Energy Integration of Bioethanol Production Process Topology from Microalgae Biomass: Evaluation of SSCF, SSF, Acid Hydrolysis and Product Purification Alternatives

Abstract

An increasing interest exists in the use of ethanol as substitute of fossil fuels which can be obtained from renewable resources, microalgae are a promising source for third generation bioethanol due to the high percentage of carbohydrates/polysaccharides presents in some species and thin cellulose walls. Ethanol can be produced from either microalgae biomass before lipid extraction or from microalgae cake after cell disruption and oil extraction. Second option gives the interesting possibility of producing both biodiesel and ethanol from the same biomass.
Energy analysis can be used for evaluation of the performance and efficiency of a process based on the first law of thermodynamics. In this work, third generation bioethanol production process was evaluated using the methodology of energy integration with the software Aspen Plus, the microalgae genera used was Chlorella sp. and technologies evaluated were Simultaneous Saccharification and Co-fermentation SSCF, Simultaneous Saccharification and Fermentation SSF, and Separate Saccharification and Fermentation using acid hydrolysis (SHF).

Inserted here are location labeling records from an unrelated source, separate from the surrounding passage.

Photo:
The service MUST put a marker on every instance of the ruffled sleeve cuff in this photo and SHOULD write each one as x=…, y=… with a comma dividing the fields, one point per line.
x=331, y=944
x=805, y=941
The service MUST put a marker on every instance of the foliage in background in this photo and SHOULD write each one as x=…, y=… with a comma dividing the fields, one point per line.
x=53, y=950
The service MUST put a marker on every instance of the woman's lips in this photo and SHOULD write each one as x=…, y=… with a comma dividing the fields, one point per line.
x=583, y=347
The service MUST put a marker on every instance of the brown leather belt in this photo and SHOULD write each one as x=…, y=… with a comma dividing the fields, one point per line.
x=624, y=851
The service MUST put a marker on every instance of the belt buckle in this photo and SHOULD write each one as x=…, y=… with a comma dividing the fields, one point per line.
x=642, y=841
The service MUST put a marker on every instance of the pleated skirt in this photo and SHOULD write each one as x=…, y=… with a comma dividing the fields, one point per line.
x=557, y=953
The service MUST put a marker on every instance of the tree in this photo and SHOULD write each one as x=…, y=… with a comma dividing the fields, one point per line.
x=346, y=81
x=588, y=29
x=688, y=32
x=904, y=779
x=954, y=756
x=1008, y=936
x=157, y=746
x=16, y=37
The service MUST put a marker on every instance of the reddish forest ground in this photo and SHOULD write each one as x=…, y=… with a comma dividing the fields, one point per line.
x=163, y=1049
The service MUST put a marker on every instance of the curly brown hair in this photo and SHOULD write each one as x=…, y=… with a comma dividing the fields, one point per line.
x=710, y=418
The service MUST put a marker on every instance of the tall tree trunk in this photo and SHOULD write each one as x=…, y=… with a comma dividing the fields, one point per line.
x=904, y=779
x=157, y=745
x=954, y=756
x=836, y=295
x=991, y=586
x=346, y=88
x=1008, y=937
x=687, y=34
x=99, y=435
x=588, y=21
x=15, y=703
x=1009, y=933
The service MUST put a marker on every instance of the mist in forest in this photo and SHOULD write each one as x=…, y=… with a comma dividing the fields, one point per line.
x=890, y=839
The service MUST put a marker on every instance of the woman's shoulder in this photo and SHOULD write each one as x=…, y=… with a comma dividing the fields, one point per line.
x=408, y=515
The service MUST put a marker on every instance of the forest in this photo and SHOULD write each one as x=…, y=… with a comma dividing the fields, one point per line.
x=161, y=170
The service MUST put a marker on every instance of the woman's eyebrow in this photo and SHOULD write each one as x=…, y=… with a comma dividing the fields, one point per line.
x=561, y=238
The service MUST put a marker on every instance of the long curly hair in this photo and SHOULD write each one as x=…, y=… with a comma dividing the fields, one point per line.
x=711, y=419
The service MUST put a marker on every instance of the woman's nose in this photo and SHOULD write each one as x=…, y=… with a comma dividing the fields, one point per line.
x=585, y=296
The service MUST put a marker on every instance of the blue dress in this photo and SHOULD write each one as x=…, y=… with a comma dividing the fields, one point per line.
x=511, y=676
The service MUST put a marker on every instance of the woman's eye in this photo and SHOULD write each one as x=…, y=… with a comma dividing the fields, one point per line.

Results shows that technology of Simultaneous Saccharification and Co-fermentation SSCF (route 1) presents the highest bioethanol yield 24.1 %, and the lowest energy requirements after energy integration. Separated hydrolysis and fermentation SHF (route 3) presents the lowest efficiency, ?T_min was defined in 9 °C for SSCF, 4 °C for SSF, and 8.5 °C for SHF, the use of molecular sieves technology for bioethanol dehydration represents lower energy requirements respect to extractive distillation.